Les effets d’annonce médiatiques de la ruée des Français dans les salons de coiffure (et l’attente parfois de plusieurs semaines pour obtenir un rendez-vous) engendrent de vives réactions, similaires à celles du début du confinement concernant l’engouement de certains pour le papier toilette. Autant d’éléments qui participent à brouiller la perception de l’individu face au rapport que sa société entretient avec l’attente, mais également avec la consommation.
Vers une consommation de l’attente?
Comment analyser cette situation? Pour Hélène Gorge et Gérard Mermet, assouvir un “besoin éphémère de plaisir” par la consommation est un phénomène normal à la fin du confinement: “la sobriété contrainte pousse à l’achat du superflu”. Il s’agit d’une phase provisoire de défoulement (compenser le temps perdu et les perspectives anxiogènes de l’après), et même un besoin de ”changer de peau″ pour Catherine Bronnimann. Faire des achats pouvant être jugés superficiels accompagne cette nouvelle étape du déconfinement et l’instauration d’une néo-normalité à son quotidien. La consommation peut même être perçue comme un loisir, facteur de distinction sociale. En ce sens, attendre de longues heures devant un magasin Zara peut même être perçu comme un droit, celui de continuer à faire société.
L’indignation de certains face à d’autres qui ressentent le besoin de consommer dès le début du processus de déconfinement semble représenter deux facettes d’un même phénomène: celui de la crainte de l’incertain et d’un futur non maîtrisé. Ces nouvelles ritualisations de l’attente bousculent le rapport que nous avons à la société de consommation: entre ce que nous jugeons essentiels et non-essentiels. Il s’agit d’un arbitrage personnel, fonction de facteurs socioculturels (style de vie, pouvoir d’achat, âge, composition familiale, etc.).
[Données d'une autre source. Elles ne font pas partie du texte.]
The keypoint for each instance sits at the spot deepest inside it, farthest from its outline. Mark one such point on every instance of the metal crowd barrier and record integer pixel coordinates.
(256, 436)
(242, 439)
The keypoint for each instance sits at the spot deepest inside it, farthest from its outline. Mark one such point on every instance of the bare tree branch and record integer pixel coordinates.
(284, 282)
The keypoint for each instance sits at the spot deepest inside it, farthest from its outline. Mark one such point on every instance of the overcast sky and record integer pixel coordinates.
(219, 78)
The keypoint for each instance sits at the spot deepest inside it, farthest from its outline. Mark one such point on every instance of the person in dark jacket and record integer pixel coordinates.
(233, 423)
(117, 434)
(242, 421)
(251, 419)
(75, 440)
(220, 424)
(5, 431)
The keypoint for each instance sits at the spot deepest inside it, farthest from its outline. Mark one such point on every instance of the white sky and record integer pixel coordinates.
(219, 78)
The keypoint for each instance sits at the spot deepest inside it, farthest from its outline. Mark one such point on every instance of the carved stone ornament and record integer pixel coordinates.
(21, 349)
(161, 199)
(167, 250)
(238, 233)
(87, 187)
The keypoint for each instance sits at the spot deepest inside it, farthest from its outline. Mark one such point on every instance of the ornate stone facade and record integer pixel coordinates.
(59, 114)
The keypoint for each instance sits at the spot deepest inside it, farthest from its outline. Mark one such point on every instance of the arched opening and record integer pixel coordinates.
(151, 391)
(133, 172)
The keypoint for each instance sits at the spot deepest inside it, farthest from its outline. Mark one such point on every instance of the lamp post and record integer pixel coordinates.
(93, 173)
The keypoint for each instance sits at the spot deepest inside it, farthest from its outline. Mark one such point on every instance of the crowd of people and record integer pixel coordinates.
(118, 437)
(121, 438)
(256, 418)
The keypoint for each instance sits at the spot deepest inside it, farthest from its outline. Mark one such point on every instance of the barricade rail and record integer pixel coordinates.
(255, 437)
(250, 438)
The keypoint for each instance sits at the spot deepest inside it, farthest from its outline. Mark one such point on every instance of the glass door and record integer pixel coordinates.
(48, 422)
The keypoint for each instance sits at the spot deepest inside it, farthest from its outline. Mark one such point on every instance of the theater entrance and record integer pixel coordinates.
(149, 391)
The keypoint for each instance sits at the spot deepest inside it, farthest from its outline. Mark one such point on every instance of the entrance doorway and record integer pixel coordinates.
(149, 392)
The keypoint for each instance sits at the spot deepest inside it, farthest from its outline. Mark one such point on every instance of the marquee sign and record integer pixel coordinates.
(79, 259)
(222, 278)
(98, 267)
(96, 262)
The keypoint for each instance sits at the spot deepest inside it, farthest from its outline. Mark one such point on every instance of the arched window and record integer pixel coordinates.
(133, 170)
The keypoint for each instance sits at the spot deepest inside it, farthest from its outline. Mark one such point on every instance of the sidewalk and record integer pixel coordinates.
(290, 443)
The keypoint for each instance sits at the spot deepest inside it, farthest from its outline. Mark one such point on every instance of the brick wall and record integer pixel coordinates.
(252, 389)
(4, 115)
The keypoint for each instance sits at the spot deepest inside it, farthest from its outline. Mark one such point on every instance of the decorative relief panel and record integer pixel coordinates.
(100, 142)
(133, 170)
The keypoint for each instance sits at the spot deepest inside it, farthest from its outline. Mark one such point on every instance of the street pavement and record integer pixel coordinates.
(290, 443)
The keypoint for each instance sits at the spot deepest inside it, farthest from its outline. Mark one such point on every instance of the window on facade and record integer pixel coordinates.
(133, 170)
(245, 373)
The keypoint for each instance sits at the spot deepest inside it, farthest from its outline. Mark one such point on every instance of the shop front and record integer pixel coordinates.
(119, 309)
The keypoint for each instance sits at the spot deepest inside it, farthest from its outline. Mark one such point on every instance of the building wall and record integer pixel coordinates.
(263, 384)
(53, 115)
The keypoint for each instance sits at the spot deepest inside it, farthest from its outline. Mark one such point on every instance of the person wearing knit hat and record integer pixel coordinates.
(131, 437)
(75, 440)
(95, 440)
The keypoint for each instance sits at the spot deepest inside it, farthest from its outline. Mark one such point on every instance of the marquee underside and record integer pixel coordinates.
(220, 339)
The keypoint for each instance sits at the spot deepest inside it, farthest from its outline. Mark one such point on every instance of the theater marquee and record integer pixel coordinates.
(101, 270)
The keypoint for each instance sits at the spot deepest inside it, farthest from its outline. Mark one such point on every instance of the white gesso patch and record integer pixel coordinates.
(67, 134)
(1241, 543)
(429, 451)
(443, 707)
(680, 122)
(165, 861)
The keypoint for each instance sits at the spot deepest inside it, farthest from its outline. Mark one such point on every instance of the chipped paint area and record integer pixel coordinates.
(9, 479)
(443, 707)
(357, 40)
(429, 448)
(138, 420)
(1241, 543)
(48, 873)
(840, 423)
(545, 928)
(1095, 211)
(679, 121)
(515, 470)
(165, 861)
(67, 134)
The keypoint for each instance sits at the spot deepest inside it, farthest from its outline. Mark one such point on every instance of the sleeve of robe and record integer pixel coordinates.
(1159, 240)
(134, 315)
Actuellement, faire le choix de l’expérience de la file d’attente (hors nécessité contrainte), c’est redonner de l’importance à l’acte d’achat par l’intermédiaire de l’effort exprimé dans le temps de l’attente. L’attente n’est plus perçue comme une fin en soi, mais un moyen d’atteindre un idéal de vie, qui semble se construire, par une poursuite de la consommation.